With the 2018 World Economic Forum underway in Davos, Switzerland, Sundar Pichai took to the stage for a one-on-one interview. Artificial intelligence and its impact were unsurprisingly big areas of discussion, with the Google CEO offering ways to mitigate risks. Meanwhile, data and taxes were also brought up.

Interviewed by WEF founder Klaus Schwab, the discussion began with an anecdote of how an unnamed prime minister claimed that there were “only 5 real global powers.” Three were countries and the fourth was Google.

Pichai acknowledged that there is a responsibility to serving billions of users a day. “We want to be a global company, but we want to be local in every country we operate in.”

“With this comes the responsibility to engage better with society. And so understanding that, being open to feedback, and really interacting and engaging more with the external world is a big part of the realization.”

Later on, the topic of data ownership was brought up. Pichai said that Google operates on the framework that its users trust the company. Adding that trust “is something easy to lose, if you are not good stewards of it.”

Lastly, on taxation — the common critique of tech companies — Pichai said, “We are happy to pay a higher amount, whatever the world agrees on is the right framework.”

Touching on the move from a mobile first to AI first world, Pichai continues to believe that the “core mission of Google, in some ways, is a timeless mission.” Rather, the company can “do it radically better with AI.”
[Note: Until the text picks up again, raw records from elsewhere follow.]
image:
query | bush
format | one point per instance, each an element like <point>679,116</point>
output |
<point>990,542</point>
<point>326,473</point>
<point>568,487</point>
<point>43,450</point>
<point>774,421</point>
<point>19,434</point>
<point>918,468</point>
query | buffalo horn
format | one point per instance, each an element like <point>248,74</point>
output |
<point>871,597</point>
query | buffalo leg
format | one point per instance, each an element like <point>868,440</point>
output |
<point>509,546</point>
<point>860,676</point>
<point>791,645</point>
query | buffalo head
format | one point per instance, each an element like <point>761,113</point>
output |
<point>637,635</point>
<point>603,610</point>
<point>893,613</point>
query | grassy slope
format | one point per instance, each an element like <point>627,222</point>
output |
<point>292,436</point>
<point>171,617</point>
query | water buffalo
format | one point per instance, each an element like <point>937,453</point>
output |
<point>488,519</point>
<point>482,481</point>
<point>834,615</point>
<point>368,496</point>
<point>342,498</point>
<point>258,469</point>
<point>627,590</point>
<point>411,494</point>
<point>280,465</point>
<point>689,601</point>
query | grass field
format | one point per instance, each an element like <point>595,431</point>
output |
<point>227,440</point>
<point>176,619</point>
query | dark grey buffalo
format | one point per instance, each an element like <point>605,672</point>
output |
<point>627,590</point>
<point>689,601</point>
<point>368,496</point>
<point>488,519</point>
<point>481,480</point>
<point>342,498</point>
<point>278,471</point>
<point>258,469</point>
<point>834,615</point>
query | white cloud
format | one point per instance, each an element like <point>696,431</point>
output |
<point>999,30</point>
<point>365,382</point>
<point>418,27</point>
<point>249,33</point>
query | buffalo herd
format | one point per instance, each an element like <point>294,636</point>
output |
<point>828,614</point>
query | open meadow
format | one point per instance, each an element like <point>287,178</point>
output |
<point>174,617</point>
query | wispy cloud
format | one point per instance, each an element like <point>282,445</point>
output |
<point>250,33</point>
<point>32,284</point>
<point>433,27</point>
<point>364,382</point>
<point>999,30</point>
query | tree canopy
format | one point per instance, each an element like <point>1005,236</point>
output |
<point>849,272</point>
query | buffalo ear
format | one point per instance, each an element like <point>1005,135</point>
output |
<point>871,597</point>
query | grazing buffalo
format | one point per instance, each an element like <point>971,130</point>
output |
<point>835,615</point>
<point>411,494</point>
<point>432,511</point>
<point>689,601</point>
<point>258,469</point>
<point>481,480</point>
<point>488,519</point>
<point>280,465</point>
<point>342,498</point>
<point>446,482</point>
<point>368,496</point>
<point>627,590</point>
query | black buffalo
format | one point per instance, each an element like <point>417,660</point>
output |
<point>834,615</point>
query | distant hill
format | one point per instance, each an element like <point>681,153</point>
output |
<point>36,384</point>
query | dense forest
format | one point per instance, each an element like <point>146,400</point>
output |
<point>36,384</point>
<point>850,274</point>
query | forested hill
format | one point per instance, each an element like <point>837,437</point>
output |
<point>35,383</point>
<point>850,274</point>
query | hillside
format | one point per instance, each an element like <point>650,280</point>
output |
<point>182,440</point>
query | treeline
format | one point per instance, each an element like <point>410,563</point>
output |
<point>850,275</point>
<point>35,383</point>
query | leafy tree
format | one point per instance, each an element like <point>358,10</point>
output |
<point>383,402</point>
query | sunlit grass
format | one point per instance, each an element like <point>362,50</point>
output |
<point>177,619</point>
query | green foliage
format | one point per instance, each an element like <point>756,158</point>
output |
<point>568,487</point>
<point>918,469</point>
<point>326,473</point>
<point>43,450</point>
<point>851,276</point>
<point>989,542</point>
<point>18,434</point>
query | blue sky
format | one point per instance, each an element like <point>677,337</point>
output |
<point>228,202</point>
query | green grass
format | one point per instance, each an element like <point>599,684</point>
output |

“AI is probably the most important thing humanity has ever worked on. I think of it as something more profound than electricity or fire. And anytime you work with technology, you need to learn to harness the benefits, while minimizing the downsides.

Stepping back, when you think about a lot of problems in the world, it’s because we typically have a constraint on resources. AI for the first time, I think, over time, offers a different construct. Things which are constrained and look like a zero sum game today may not be so in the future.”

He cited education and clean, cheap renewable energy as examples of what AI can help improve. In discussing concerns, Pichai noted that it’s “Good we’re talking about it. As humanity, the way we solve things is by getting concerned about them.”

“The risks are important. And I think the way we solve it is we think ahead. We worry about it, we do things like be up front… Think about AI safety from day one. Be very transparent and open in how we pursue progress there. And figure out global frameworks by which we could engage.”

In fact, he equates it to the Paris Agreements for finding a global solution to climate change.

But overall, Pichai believes that despite this disruption, technology will continue to have a positive impact:

I’m optimistic about technology not because I believe in technology, but because I believe in people and humanity.